Clearly reinforcing the critical importance of glacier monitoring, an ice-dammed lake formed by the surging of Shisper Glacier breached for the second time within 2020 on 29 May, causing minor damage to property downstream according to local media reports.
Shisper Glacier, located in the Hunza Valley in northern Pakistan, has been surging since early 2018, blocking the proglacial river of Muchuhar Glacier and forming an ice-dammed lake. The latest early summer outburst was likely triggered by an anomalous temperature rise, which caused significant glacier melt and consequently engorged the lake. The Hunza meteorological station recorded a significant temperature rise in late May 2020.
The lake continues to release water, but it poses potential risk of outburst since it is prone to blockage from debris. The nearby meteorological station is monitoring developments. Using satellite imagery, we analyse the events leading up to the glacial lake outburst flood (GLOF) on 29 May.
Shisper Glacier’s surge has been unpredictable and sporadic, making it all the more risky. Beginning in January 2018, the surging continued rapidly, accelerating until November 2018. The surge continued at a stable speed through May 2019, then slowed down, and appeared to completely stop in November 2019. During its active surge phase, the glacier’s snout advanced around 1.5 km. This surge movement was the highest recorded in the Karakoram, with a flow rate of 18 m per day1 and reached up to 48 m per day2).

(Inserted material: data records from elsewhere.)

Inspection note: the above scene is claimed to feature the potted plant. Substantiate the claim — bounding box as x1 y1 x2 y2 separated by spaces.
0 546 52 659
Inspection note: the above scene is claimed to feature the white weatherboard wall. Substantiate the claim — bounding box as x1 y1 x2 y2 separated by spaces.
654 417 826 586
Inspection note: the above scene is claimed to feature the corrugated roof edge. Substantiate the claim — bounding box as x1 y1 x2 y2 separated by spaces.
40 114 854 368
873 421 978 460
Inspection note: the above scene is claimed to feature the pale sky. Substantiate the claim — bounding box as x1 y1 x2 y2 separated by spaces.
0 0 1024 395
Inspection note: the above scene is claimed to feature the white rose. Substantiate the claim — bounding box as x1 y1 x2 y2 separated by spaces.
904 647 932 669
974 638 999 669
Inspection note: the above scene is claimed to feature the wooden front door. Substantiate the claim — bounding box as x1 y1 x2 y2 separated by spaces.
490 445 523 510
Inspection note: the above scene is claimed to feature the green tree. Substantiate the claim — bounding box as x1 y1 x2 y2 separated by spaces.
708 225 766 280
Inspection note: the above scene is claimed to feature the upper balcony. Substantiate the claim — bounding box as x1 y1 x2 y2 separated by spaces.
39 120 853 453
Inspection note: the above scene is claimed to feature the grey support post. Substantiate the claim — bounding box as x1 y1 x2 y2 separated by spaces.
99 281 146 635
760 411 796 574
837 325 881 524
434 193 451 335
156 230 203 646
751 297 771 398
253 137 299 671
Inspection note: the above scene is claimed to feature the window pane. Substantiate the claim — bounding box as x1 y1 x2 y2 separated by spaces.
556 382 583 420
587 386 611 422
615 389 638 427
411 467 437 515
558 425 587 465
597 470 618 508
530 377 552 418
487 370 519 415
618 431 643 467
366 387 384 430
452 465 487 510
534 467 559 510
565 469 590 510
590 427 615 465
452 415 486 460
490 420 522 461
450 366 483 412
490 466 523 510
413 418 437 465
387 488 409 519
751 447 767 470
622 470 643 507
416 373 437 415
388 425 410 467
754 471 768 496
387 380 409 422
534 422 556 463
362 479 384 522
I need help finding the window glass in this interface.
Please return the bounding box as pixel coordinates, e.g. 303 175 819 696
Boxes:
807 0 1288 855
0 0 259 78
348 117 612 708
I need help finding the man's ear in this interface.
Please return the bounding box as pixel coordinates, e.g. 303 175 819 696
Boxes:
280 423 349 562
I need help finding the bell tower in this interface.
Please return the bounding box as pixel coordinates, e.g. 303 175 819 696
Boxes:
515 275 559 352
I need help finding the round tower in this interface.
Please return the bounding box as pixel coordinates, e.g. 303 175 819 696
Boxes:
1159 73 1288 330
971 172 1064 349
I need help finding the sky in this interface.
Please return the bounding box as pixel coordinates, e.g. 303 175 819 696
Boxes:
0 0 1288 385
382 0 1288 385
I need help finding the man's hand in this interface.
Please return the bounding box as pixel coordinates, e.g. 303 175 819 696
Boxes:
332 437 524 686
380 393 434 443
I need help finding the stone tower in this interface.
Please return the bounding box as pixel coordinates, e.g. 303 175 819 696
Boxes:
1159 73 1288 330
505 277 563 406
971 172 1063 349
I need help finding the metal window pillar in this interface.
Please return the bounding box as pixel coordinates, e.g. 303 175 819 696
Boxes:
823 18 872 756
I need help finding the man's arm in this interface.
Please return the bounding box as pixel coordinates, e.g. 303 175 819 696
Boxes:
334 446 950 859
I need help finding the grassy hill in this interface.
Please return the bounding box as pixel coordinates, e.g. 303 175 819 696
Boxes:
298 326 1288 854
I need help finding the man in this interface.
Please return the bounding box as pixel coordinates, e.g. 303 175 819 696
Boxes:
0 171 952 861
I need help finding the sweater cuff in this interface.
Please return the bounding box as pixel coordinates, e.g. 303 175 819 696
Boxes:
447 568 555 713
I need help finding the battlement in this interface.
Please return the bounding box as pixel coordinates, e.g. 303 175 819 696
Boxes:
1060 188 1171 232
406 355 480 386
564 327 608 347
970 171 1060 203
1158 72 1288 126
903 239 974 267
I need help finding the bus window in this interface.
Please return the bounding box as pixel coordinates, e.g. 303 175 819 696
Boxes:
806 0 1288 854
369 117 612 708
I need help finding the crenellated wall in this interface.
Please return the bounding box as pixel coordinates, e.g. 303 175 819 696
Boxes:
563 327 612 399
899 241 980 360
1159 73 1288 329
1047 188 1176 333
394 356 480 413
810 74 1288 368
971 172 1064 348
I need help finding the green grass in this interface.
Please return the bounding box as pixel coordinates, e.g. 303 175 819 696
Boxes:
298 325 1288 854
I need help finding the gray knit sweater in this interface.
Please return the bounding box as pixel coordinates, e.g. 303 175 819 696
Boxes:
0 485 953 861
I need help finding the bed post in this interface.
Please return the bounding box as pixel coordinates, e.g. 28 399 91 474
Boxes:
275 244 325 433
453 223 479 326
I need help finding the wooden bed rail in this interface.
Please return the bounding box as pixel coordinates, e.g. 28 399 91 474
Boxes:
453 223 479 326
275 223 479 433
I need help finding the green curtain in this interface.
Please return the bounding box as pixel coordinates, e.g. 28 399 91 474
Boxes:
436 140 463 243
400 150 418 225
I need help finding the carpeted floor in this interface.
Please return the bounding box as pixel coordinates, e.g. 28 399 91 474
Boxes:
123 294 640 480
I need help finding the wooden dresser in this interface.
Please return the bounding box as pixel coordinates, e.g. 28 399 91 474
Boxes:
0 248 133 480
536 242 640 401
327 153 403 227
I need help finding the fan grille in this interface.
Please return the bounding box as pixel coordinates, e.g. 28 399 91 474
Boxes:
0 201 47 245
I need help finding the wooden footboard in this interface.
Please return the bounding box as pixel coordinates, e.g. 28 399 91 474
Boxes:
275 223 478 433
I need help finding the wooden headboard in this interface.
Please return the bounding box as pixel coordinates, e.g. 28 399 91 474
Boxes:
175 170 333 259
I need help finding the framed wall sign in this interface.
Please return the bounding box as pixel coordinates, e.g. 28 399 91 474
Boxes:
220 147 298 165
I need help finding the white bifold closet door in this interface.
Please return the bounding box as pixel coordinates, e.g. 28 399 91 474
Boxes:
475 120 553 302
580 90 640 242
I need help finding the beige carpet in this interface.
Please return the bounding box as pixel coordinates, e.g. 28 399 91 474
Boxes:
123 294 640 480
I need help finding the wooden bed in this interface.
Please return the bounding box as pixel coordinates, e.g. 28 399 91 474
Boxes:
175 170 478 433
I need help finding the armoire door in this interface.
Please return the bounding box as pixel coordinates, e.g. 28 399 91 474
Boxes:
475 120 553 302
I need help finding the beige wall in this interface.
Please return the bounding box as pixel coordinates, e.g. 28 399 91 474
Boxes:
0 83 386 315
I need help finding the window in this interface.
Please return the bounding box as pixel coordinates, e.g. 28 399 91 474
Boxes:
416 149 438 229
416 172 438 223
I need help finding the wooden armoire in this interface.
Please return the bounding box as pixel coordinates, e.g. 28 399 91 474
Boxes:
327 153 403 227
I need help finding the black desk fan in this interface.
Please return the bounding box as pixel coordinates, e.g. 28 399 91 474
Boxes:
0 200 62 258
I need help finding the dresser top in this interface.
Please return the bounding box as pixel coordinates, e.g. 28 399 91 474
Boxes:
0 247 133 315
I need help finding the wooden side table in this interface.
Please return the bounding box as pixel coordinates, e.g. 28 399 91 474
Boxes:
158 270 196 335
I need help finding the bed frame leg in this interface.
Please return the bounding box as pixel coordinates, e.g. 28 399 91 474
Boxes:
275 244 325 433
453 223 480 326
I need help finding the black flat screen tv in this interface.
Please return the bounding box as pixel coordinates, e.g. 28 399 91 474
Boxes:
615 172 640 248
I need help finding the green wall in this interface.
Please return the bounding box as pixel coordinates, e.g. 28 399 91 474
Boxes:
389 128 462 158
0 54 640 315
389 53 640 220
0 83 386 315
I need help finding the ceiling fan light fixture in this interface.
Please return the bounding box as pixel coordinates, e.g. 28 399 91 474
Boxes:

The surge speed was highest in May and June 2018.1
Formation of ice-dammed lake and first breach
The surge blocked the proglacial river of Muchuhar Glacier, and the meltwater from the glacier started collecting in mid-November 2018 (Figure 1). The water level gradually rose to form an ice-dammed lake. On 20 June 2019, the lake reached its maximum area of 0.34 sq. km. On the following day, the first breach occurred, resulting in a GLOF that partly damaged the Karakoram Highway and caused minor infrastructure downstream. The lake continued to discharge as subglacial flow till September 2019.
Second breach, inundation, and potential damage to Karakoram Highway
Following the first outburst, Shisper Glacier surged at an insignificant rate (total surge of 50 m) from early July 2019 to the end of November 2019. The glacier did not surge beyond its terminus, with no significant increase in the lake extent. By October that year, the lake level had started increasing again. Then, the lake partially drained out from mid-March to early April 2020 before increasing again from 0.245 sq. km on 5 April 2020 to 0.270 sq. km by 30 April. In an image derived from Sentinel-2 data on 25 May (Figure 2), the lake’s water level had peaked at 0.340 sq. km – three days before the breach.
It is important to note that the breach occurred when the lake level reached almost the same extent as in 2019. However, the extent of debris blocking the lake had increased by more than 100 m in length compared with that during the previous surge. The discharge below the debris as observed till November 2019 indicated that the blockage of the lake was partially due to the glacier’s frontal surge.
The lake breach caused a GLOF as observed through Landsat data on 29 May 2020 (Figure 3). The total extent of inundation in the stream before it merged with the main Hunza River was 0.6 sq. km. It appears that an approximately 700 m stretch of the Karakoram Highway experienced partial damage.
Meteorological anomaly during the May 2020 breach
The Hunza meteorological station recorded an average temperature of 24oC in June 2019. The temperature significantly increased to 27.7oC on average in late May. This anomalous temperature caused significant glacier melt, resulting in an increase in the lake’s area (similar in extent to the increase in June 2019) till late May 2020 – following which the outburst occurred.
Constant monitoring is key
Based on data gathered during the first GLOF in 2019 and the present flood as reported in the local media, the ice-dammed lake is expected to continuously release excessive water. Close monitoring of the lake is necessary to confirm this and gather data for mitigation. Field-based studies of the lake are not currently possible as the glacier surge is blocking access. Passive satellite data acquisition is not possible during cloudy conditions, which will persist over the coming two or three months in the region. Unmanned aerial vehicles should therefore be considered as they provide an ideal means for monitoring and mapping the extent of the lake and its changes. The lake is prone to blockage and could potentially burst again, probably several times during the year. The window of greatest risk starts in April and extends through to September. It is therefore imperative to monitor the lake regularly until the surged ice melts completely.
1 Bhambri, R., Watson, C. S., Hewitt, K., Haritashya, U. K., Kargel, J. S., Shahi, A. P., Chand, P., Kumar, A., Verma, A., & Govil, H. (2020). The hazardous 2017–2019 surge and river damming by Shispare Glacier, Karakoram. Scientific Reports, 10(1), 1–14. https://doi.org/10.1038/s41598-020-61277-8
2 Rashid, I., Majeed, U., Jan, A., & Glasser, N. F. (2020). The January 2018 to September 2019 surge of Shisper Glacier, Pakistan, detected from remote sensing observations. Geomorphology, 351, 106957.